しのぎを削る選手たちから見ても、大谷が打者に専念すればここまでの活躍は想定内だったというが、そればかりか、昨シーズンから一流選手たちがはやばやと“白旗”まで揚げていた。
「昨年7月、オールスターで行われたホームラン競争で、大谷は1回戦で山田哲人(24)、決勝戦で柳田悠岐(28)という、2人の『トリプルスリー』と対戦しました。本数だけ見れば僅差で大谷が勝利した形ですが、ヤフオクドームのバックスクリーンに平然とぶち込む弾道や飛距離といった“質の違い”に、山田と柳田がともに『あんなのに勝てるわけがない』と自信喪失したほどです。こうした話も広がり、今では対戦球団の選手たちがアップの手を止めてまで大谷のフリーバッティングを遠巻きに見つめています」(球団関係者)

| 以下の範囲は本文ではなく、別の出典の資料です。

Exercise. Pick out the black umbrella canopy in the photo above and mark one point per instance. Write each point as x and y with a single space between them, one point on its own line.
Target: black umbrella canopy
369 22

入団当初から二刀流を掲げ天才打者の片鱗を見せていたとはいえ、5年目にしてすでに貫禄十分である。
「僕が対戦した時はまだつけいるスキがあったんですが、覚醒しましたね」
こう驚きを隠せないのは、13年の大谷のプロ入りから15年オフまで楽天のコーチ、監督として対戦した経験を持つ、デーブこと大久保博元氏だ。
「監督の時は『投手・大谷』のほうが嫌でしたね。大谷と当たらないことを祈っていたほど。とはいえ、ローテーションですから、嫌でも当たる時は来る。そのたびに『もうどうにもなんねぇな、これ』というところから対策を立てねばなりません。狙い球をしぼる“超消極的野球”を強いられたのは、大谷とダルビッシュ有(30)ぐらいでした」
一方で、打者として当時はまだ対策を講じられる範囲内だったという。
「ファールを打たせてカウントを整えることができましたし、内角の球には差し込まれてレフトフライというケースが多かった。ところが、最近は差し込まれた打球をホームランにできるようになったんです。監督当時(現役時の自分と比べて)、内角の打ち方なら勝てるかなぁとも思っていましたが、モノが違いました。大谷のほうが打者としてはるかに上です」(大久保氏)
その急成長ぶりに脱帽するばかりである。